Matango (マタンゴ) – also known as Matango, Fungus of Terror and Attack of the Mushroom People – is a 1963 Japanese tokusatsu movie. It was directed by Ishirō Honda (The Human Vapour; The H-Man; Godzilla) from a screenplay by Takeshi Kimura, based on the story “The Voice in the Night” by William Hope Hodgson. Eiji Tsuburaya handled the special effects.
Matango was apparently nearly banned in Japan due to some of the makeup resembling the facial disfigurements characteristic of those who survived atomic bombings of Hiroshima and Nagasaki.

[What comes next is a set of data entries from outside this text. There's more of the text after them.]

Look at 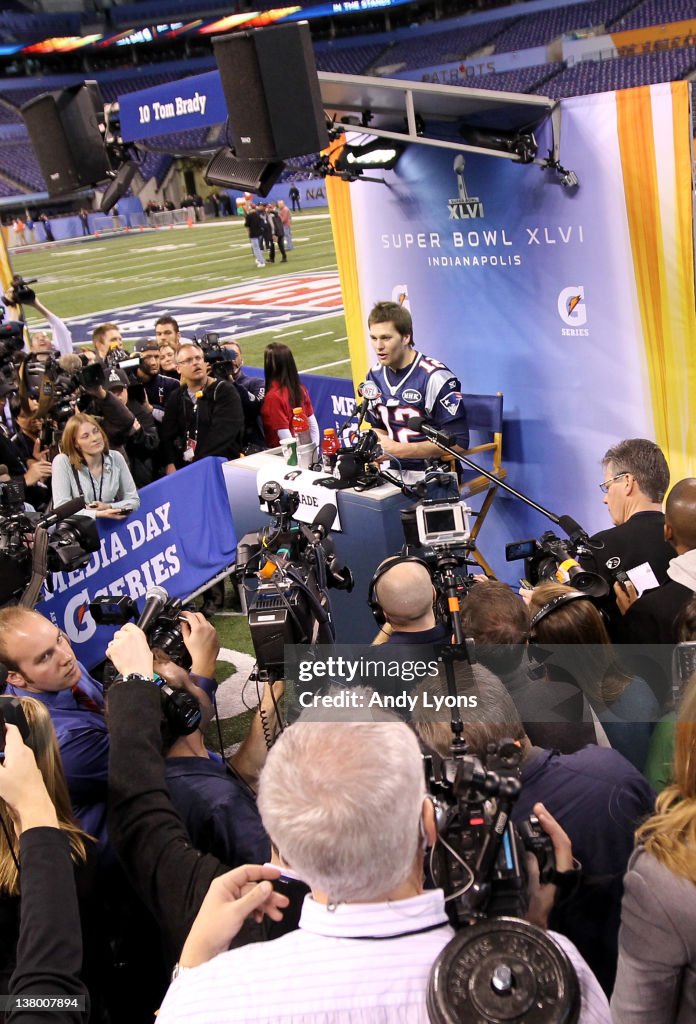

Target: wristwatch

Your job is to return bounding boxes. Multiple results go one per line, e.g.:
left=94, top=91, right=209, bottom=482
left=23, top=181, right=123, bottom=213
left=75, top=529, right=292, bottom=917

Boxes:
left=114, top=672, right=155, bottom=683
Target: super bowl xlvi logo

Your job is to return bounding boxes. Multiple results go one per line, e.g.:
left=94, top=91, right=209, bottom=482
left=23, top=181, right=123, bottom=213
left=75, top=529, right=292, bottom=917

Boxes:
left=558, top=285, right=590, bottom=338
left=447, top=153, right=483, bottom=220
left=401, top=387, right=423, bottom=406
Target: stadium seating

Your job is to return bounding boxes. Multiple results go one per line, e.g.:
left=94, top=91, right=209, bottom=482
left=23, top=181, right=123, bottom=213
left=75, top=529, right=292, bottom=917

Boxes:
left=536, top=46, right=696, bottom=99
left=611, top=0, right=696, bottom=32
left=495, top=0, right=636, bottom=53
left=314, top=43, right=391, bottom=75
left=374, top=18, right=517, bottom=68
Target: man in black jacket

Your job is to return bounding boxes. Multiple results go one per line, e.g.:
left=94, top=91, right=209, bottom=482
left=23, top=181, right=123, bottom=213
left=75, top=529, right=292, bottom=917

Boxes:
left=160, top=342, right=244, bottom=474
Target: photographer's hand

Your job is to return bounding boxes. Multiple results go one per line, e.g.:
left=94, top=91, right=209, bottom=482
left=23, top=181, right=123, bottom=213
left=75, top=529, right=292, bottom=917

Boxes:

It was never released theatrically in the United States, but was released directly to television by American International Television (AIP-TV) in 1965 as Attack of the Mushroom People.
In the UK, the film was released with an ‘X’ certificate by Orb Films in 1969. VHS releases by JVI and Sheptonhurst/Private followed in the home video era.
Plot:
After a yacht is damaged in a storm and its occupants become stranded on a deserted island. The passengers; a psychologist and his girlfriend, a wealthy businessman, a famous singer, a writer, a sailor and his skipper, take refuge in a mysterious fungus-covered boat.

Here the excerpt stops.